POLITIKAL.ID - Menjelang Pemilu 2024, Kepala Staf Presiden Moeldoko menyebutkan kenaikan potensi radikalisme akibat politik meningkat. Ia pun meminta masyarakat agar berhati-hati terhadap Politisasi Agama.
"Menjadikan agama sebagai alat politik untuk mencari kekuasaan akan menjadikan agama rentan terlibat dalam konflik sosial," kata mantan Panglima TNI 2013-2015 disampaikan di depan 1.200 peserta dialog kebangsaan di Sumatera Utara yang terdiri dari mahasiswa mahasiswi Institut Kesehatan Deli Husada dan para pemuka agama. (21/12/2022).

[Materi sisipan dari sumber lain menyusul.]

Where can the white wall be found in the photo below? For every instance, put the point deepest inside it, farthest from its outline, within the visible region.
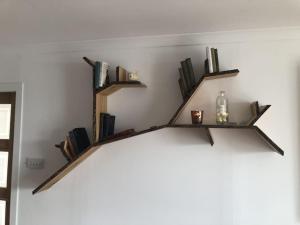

Awalanya, Moeldoko menyerukan pentingnya moderasi beragama untuk memperkukuh toleransi dan meneguhkan kerukunan di tengah masyarakat yang beragam.
"Dalam konteks berkebangsaan, jangan lagi bicara mayoritas dan minoritas," kata dia.
Ia mencontohkan kejadian saat puncak pandemi Covid-19, di mana masyarakat bahu-membahu bersama untuk pulih.
"Seandainya gotong royong ini terus dilakukan, bangsa ini akan menjadi kuat, tidak lagi harus menunggu common enemy,," kata Moeldoko.
Dalam Rancangan Pembangunan Jangka Menengah Nasional atau RPJMN 2020-2024, kata Moeldoko, Presiden Joko Widodo atau Jokowi sangat tegas menyatakan komitmen mendorong implementasi moderasi beragama di Indonesia.
Berikutnya, Moeldoko juga menyinggung bagaimana Indonesia pada awal November 2022 lalu telah menyelenggarakan Religion Forum of 20 (R20). Acara ini dihadiri sekitar 464 pimpinan agama-agama dari 32 negara sebagai bagian dari agenda G20.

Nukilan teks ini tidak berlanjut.